Baked sea bass with lemon and bay leaves

Fresh bay leaves and lemon wedges add a delicious flavour to sea bass in Lesley Waters's simple, elegant fish dish
By Lesley Waters
Baked sea bass with lemon and bay leaves
  • Rating:
  • Serves: 4
  • Cook Time: 30 minutes
  • Prep Time: 15 minutes
  • Effort: easy



  • 100 ml olive oil
  • 2 large Spanish onions, thinly sliced
  • 450g baby ripe plum tomatoes
  • 3 bay leaves, orn into pieces
  • coarse sea salt, and freshly ground black pepper
  • 4 sea bass, each around 450g sea bass, gutted, scaled and cleaned
  • 2 lemons, cut into small wedges
  • 1 small bunch of flat leaf parsley, stalks trimmed and reserved
  • 200 ml white wine
  • boiled potatoes, to serve
  • garlic mayonnaise, to serve


1. Preheat the oven to 200°C/gas 6.

2. Heat 3 tablespoons of olive oil in a frying pan, add in the onion and gently fry until golden and soft.

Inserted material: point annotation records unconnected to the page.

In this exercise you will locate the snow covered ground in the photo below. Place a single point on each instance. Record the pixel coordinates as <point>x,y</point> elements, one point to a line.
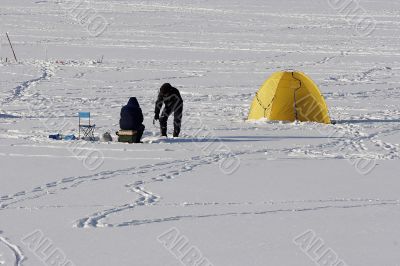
<point>228,192</point>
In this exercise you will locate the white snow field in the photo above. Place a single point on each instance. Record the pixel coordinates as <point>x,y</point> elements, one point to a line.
<point>227,192</point>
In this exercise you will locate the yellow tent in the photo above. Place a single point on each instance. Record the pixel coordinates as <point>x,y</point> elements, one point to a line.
<point>289,96</point>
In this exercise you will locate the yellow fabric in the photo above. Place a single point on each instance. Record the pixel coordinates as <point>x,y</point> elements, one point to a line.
<point>289,96</point>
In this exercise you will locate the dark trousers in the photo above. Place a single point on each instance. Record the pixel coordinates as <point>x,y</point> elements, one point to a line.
<point>177,120</point>
<point>139,133</point>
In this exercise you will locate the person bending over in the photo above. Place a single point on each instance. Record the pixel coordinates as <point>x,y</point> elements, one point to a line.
<point>171,98</point>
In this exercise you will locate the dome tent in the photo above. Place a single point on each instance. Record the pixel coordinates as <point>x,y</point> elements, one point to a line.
<point>289,96</point>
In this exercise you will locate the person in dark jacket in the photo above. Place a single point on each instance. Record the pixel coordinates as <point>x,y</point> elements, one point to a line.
<point>132,118</point>
<point>173,103</point>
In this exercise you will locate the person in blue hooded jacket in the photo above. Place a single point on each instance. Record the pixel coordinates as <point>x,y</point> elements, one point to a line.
<point>132,118</point>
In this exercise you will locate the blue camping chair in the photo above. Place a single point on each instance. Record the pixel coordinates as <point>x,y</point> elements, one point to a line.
<point>85,126</point>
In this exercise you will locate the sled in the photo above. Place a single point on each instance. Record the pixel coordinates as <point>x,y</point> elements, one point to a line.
<point>126,136</point>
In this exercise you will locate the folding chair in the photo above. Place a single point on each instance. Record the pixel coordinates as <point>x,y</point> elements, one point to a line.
<point>87,128</point>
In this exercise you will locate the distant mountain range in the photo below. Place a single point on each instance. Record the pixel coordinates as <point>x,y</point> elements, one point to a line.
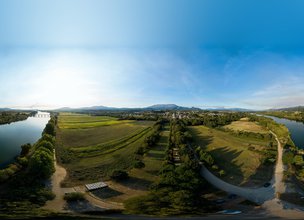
<point>162,107</point>
<point>296,108</point>
<point>157,107</point>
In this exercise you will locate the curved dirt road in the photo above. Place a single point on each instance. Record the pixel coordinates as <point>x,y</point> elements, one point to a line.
<point>58,203</point>
<point>257,195</point>
<point>267,196</point>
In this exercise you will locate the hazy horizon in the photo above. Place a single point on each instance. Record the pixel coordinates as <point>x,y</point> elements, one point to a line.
<point>136,54</point>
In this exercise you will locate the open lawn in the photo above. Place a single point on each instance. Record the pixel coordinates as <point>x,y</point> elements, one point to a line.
<point>245,125</point>
<point>238,156</point>
<point>92,153</point>
<point>139,179</point>
<point>153,160</point>
<point>80,121</point>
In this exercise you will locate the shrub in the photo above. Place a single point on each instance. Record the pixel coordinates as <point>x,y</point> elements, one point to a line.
<point>222,172</point>
<point>139,164</point>
<point>25,149</point>
<point>119,175</point>
<point>74,196</point>
<point>46,144</point>
<point>140,151</point>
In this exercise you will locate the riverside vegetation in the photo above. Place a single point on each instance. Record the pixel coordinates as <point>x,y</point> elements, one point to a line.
<point>23,191</point>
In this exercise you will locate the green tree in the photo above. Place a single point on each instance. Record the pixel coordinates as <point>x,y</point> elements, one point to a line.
<point>298,160</point>
<point>49,129</point>
<point>41,164</point>
<point>25,149</point>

3. Spoon the cooked onions onto a large baking tray and scatter over the tomatoes and bay leaves. Season with sea salt and freshly ground pepper.

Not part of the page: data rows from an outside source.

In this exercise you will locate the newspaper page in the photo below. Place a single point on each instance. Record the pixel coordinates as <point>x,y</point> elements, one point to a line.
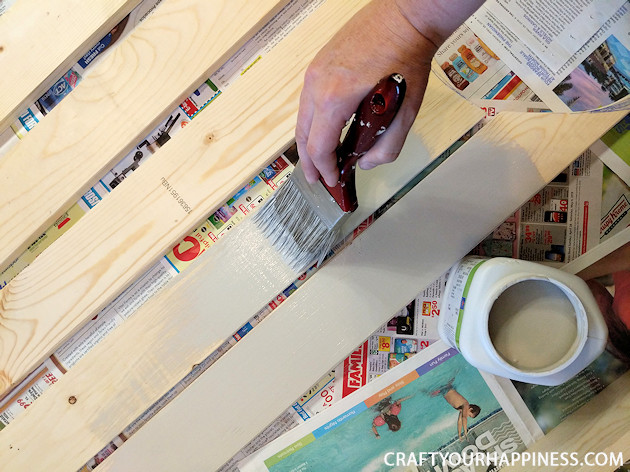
<point>469,66</point>
<point>412,329</point>
<point>434,402</point>
<point>573,55</point>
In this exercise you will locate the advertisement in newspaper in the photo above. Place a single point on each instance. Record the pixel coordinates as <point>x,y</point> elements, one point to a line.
<point>412,329</point>
<point>434,402</point>
<point>584,205</point>
<point>574,56</point>
<point>608,277</point>
<point>467,64</point>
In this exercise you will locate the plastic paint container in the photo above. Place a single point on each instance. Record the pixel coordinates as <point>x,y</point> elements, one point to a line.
<point>521,320</point>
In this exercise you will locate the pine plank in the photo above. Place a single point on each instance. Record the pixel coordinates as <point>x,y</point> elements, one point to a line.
<point>175,330</point>
<point>124,97</point>
<point>359,290</point>
<point>40,41</point>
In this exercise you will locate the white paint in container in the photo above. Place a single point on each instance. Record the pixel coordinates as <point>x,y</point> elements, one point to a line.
<point>521,320</point>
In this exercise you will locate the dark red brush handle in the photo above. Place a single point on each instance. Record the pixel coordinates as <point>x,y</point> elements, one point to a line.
<point>374,115</point>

4. Using a sharp knife, cut 3 diagonal slashes across each side of the sea bass. Stuff each fish with lemon and parsley stalks inside the cavity of the fish. Lay the fish over the onions and tomatoes.

5. Drizzle the fish with the remaining olive oil and white wine and season well with sea salt.

6. Bake for approx 15-20 minutes, basting frequently.

7. Serve in the baking dish scattered with flat-leafed parsley leaves.